A guess is that OVH after their re-arrange of public Internet perhaps only configured a IPv6 address for you to be used leaving IPv4 fields empty?
I think maybe I’m not clear enough, I’ll try to elaborate a bit.
I don’t believe cloud-init is the issue here. The VyOS has been configured through it and has been rebooted a few times without losing its configuration.
Also, the ipv4 configuration was still here and OK, it’s the interface that lost its IP.
And after a reboot in this state the IP was still not set, even though the configuration was OK. A “delete”, “set” and then “commit” made the interface take the IP configuration again.
And the IPv4 network from OVH is OK, I’m not sure of the changes they’ve made. what I’m sure of is that the ethernet interface lost its IP when they made changes.
OVH has no control over the VyOS configuration, they control the routers (virtual or physical) connected to the vmware ESX infrastructure.
Finally, all is working fine now already. What I would like to understand is how an ethernet interface can lose its IP without a configuration change, and not take it back until we delete and set the configuration again.
Yeah but since they control the VM-hosts it also means they are in control of the cloud-init parameters so if they got changed then of course funny things can occur within VyOS. For example that cloud-init is enabled but the IPv4 fields after OVH did their changes were cleared.
Another possibility is if OVH somehow changed to a IP-adress/subnetmask that somehow isnt valid for the backend like you saw the config but since there were a “,” instead of a “.” or the IP collided with netaddress or broadcastaddress of the subnetmask (cidr) to be used the backend failed to properly configure the IP-address.
VyOS config-mode (and op-mode) is basically just a frontend towards stuff made directly in the linux kernel through common userland tools such as ip, zebra (frr) etc.
Do you perhaps have some logs remaining from this period to perhaps pickup through them why the IP-address went on a vacation?
They control the hosts, in a way that they set them up, manage them, but they have no control over the VMs installed on the hosts. We have full control of the VMs, we create them (manually or via Terraform) and manage them.
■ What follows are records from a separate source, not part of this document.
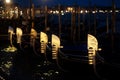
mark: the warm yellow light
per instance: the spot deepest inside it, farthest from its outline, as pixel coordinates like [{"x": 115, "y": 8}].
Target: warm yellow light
[
  {"x": 8, "y": 1},
  {"x": 43, "y": 41}
]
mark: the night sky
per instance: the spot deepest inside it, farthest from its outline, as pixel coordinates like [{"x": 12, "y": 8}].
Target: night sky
[{"x": 68, "y": 2}]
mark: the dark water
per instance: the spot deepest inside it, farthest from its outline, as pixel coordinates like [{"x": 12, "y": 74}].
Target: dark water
[{"x": 26, "y": 65}]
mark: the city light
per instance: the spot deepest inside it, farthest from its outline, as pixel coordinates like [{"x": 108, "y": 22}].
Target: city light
[{"x": 7, "y": 1}]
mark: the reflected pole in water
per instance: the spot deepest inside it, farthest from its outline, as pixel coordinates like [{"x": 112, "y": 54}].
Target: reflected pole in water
[{"x": 59, "y": 20}]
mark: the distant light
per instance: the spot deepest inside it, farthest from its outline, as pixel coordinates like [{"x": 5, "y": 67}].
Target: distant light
[{"x": 7, "y": 1}]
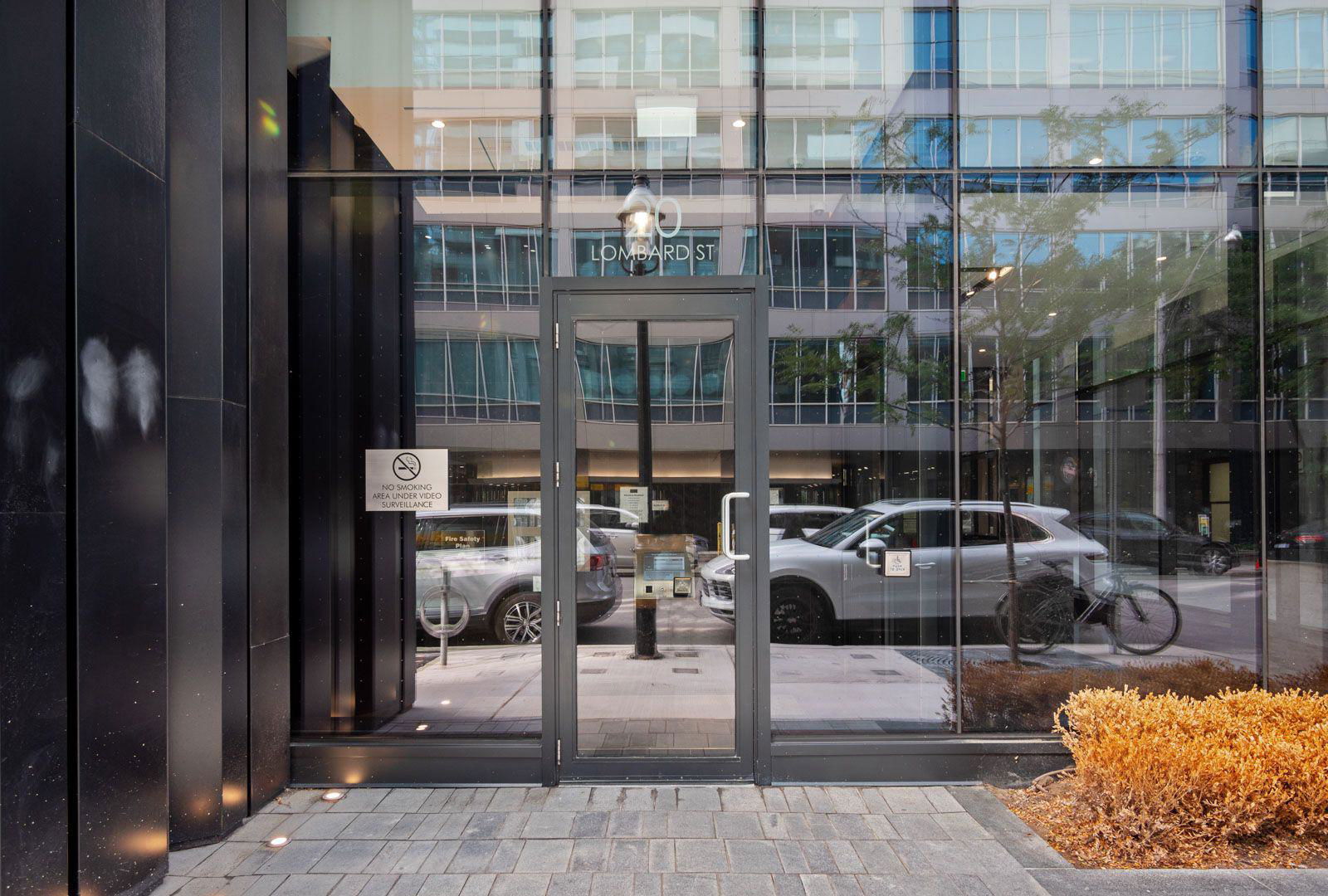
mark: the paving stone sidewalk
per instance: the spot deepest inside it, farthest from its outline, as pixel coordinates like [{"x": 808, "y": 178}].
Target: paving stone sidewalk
[{"x": 664, "y": 842}]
So when we create a VyOS instance we have full control of it. We connect the interface to a VM Network controlled by OVH, and we configure the VyOS with the public IP. ARP does the rest (or so I think).
The changes they made were related to the elements behind this “VM Network”.
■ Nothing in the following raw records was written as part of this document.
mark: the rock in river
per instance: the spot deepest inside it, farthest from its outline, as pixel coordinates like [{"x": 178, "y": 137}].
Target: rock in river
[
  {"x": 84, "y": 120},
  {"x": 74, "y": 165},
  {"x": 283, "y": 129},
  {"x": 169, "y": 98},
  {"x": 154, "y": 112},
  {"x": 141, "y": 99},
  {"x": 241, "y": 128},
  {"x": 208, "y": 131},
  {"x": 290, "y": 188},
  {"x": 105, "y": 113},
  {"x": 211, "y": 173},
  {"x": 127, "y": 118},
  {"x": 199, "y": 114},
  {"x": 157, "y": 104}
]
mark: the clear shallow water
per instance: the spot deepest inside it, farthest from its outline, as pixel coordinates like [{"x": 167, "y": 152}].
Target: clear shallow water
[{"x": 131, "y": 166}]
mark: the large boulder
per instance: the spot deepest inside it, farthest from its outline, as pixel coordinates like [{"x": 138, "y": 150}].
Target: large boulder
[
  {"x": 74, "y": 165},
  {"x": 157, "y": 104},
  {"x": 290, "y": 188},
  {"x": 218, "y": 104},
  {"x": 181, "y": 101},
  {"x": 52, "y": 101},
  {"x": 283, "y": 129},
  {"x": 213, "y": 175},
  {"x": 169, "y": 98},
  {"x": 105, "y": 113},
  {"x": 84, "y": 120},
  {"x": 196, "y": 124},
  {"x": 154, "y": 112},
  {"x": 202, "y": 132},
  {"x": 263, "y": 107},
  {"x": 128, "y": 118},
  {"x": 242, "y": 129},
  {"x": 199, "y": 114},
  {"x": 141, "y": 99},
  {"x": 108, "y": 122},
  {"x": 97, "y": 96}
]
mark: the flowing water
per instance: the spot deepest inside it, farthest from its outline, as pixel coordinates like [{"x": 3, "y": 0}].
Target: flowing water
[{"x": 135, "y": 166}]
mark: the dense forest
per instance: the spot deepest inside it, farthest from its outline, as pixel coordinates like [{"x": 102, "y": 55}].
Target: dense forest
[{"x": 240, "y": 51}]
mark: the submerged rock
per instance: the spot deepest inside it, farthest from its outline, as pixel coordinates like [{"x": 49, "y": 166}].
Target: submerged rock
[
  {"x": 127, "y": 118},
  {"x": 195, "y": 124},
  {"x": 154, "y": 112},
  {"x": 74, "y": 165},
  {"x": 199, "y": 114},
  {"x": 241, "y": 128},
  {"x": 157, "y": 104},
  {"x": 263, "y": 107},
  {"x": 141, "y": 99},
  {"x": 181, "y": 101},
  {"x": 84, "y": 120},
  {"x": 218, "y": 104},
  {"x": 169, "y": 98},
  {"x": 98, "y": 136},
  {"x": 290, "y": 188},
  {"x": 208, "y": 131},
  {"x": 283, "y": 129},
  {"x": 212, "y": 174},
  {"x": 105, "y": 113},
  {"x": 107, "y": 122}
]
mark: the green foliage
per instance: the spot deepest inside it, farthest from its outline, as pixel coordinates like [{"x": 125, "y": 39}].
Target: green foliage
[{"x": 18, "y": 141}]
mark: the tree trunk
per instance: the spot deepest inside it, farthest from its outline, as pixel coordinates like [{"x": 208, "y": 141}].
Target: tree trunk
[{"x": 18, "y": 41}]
And I repeat, deleting the configuration and configuring the very same IP address on the VyOS made it work again, as if nothing changed (but only this action did the trick).
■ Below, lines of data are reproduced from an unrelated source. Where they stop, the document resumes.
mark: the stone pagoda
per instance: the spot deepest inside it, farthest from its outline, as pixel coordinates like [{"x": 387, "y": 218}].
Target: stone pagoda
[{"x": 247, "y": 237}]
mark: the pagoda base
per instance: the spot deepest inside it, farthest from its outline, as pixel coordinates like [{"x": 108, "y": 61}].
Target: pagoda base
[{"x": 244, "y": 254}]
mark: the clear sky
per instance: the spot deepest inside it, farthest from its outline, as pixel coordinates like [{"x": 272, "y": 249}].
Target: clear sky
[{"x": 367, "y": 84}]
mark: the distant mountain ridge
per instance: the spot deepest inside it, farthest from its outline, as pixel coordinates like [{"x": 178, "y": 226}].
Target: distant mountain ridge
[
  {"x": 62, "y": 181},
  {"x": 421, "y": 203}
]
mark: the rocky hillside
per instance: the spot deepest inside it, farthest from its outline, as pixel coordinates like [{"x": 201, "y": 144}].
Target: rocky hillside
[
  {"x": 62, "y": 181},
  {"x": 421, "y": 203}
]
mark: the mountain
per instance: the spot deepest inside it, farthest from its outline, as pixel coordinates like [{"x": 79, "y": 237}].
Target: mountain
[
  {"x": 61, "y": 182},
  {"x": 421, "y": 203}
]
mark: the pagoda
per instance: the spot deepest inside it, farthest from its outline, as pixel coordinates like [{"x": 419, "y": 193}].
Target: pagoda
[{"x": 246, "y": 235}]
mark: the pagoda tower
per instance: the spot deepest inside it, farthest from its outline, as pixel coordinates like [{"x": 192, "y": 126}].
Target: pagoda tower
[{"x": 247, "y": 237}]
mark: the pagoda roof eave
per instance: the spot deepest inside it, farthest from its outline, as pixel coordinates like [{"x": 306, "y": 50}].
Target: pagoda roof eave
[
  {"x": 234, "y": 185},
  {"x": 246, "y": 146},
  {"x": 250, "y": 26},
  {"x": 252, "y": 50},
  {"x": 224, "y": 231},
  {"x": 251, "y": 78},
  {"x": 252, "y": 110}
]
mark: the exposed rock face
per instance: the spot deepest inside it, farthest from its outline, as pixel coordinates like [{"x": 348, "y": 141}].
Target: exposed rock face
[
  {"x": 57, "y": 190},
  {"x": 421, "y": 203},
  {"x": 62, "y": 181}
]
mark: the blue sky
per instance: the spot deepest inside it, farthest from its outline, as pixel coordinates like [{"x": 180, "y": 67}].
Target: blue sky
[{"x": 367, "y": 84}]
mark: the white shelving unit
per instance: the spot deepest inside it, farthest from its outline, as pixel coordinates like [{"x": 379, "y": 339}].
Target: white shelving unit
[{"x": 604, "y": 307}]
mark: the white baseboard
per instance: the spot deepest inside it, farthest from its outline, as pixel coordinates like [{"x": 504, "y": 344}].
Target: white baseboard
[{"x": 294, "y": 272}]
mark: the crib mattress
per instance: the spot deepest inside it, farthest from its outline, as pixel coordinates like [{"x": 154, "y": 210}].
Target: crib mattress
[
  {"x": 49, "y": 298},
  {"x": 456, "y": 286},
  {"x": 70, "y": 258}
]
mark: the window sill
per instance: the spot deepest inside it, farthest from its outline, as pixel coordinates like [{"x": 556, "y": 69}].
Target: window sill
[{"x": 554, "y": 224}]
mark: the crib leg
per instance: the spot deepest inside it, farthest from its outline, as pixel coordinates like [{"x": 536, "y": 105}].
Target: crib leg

Where can I find the kernel logs ? I checked
/var/log/messages but apart from multiple ssh brute force attempts, I noticed nothing really relevant here.
Do you know if the virtual MAC changed, or if you temporarily had a new interface?
This might be what you’re looking for as well.
show log kernel
Hi giga, thanks for the answer.
The mac address didn’t change, I can see the configuration and the real mac address still match. I also don’t think it had a new interface, even temporarily.
I was on holiday, so I missed the chance to check the logs, and now they’re gone. But if it ever happens again I’ll try that.
I’m closing the topic since we can’t go further in looking for the cause, I’ll reopen it in case it happens again and I find something new
Thank you both, though, this community is really great
edit : it seems I can’t change the topic name
Hi @Mrik, We’re really glad you’re finding value in our community! Your positive feedback means a lot to us and fuels our commitment to maintaining this supportive and collaborative space. Our members are truly great, and their willingness to help others is what make this community so special.
As for the topic name, I can assist you in updating it. Just let me know what you’d like it to be, and I’ll take care of the rest. You can send me a private message.
If you have any more questions, thoughts, or if you encounter new developments, don’t hesitate to share. We’re here to help.